Wem schiebt man jetzt die Schuld in die Schuhe? Niemanden vermutlich, die Frage löst nämlich auch das Buch nicht, doch es zeigt, wie zerstörerisch, die Absicht sein kann, sterben zu wollen. Dylan hat vordergründig das Massaker geplant, weil er sterben wollte, egal ob er jemanden mitnimmt. Kombiniert mit Eric, der einfach irgendjemanden töten wollte, auch wenn es bedeutet, dass er dabei selbst stirbt.
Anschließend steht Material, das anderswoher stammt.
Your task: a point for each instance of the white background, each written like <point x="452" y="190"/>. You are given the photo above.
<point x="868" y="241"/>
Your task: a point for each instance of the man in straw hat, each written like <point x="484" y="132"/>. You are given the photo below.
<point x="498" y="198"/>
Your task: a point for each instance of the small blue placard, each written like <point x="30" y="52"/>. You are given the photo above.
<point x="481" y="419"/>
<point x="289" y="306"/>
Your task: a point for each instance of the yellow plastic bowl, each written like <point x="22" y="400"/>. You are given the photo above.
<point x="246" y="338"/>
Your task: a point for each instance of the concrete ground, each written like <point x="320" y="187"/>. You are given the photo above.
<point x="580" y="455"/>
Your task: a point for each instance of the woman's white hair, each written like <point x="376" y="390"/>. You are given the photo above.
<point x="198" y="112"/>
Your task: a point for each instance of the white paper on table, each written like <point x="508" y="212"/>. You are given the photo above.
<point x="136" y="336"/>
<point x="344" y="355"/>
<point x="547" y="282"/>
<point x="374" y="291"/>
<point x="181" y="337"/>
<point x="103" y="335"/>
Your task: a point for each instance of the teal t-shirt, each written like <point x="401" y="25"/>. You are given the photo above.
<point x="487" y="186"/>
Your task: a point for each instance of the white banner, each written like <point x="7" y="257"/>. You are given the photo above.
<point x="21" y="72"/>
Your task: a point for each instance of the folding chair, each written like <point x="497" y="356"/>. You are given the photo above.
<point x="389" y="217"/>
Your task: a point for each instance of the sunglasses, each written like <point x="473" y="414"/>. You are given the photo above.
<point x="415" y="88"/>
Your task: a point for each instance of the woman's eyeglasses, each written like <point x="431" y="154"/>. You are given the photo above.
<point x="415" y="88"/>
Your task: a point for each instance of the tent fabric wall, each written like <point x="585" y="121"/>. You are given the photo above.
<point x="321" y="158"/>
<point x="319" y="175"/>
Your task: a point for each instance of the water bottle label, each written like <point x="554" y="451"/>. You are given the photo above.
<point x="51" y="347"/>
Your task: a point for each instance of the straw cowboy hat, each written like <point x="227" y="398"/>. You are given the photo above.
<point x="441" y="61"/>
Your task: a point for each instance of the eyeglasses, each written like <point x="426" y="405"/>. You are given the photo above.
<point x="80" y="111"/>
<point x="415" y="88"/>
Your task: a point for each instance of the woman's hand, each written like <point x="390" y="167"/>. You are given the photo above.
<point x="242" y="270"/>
Dylan war depressiv, voller Selbstmordgedanken und ja, seine Eltern haben es nicht gemerkt, wohl aber auch, weil ihr Sohn ein ausgezeichneter Schauspieler war. 3 Tage vor dem Massaker war er noch auf einem Abschlussball, obwohl die Tat schon feststand. Sieht man das Bild von diesem Abend, es wäre ein Teenager, der sich einfach freut, auf eine Party zu gehen. Sue Klebolds größtes Anliegen, was auch viel Platz im Buch einnimmt, ist es einfach zu sensibilisieren. Depressionen lassen sich behandeln, dafür müssen sie jedoch erkannt, wahrgenommen werden, was wohl die größte Hürde stellt. Ihr persönlicher Feldzug, so lese ich aus dem Worten, ist es, anderen Eltern zu ersparen, was sie erlitten hat.

Letztlich bleibt nur die Einsicht, dass Dylan kein Monster war. Als Leser fühlte ich mich zum Schluss zerrissen. Sue Klebold beschreibt ihren Sohn liebevoll, natürlich, doch sie stellt sich auch den Schrecken, eines Menschen, den sie nicht kannte und der doch ihr Sohn war. Sie rechtfertigt nicht. Nimmt Dylan nicht in Schutz. Sie zeigt, dass hinter dem Monster, ein Jugendlicher stand, wie dutzende in der Welt.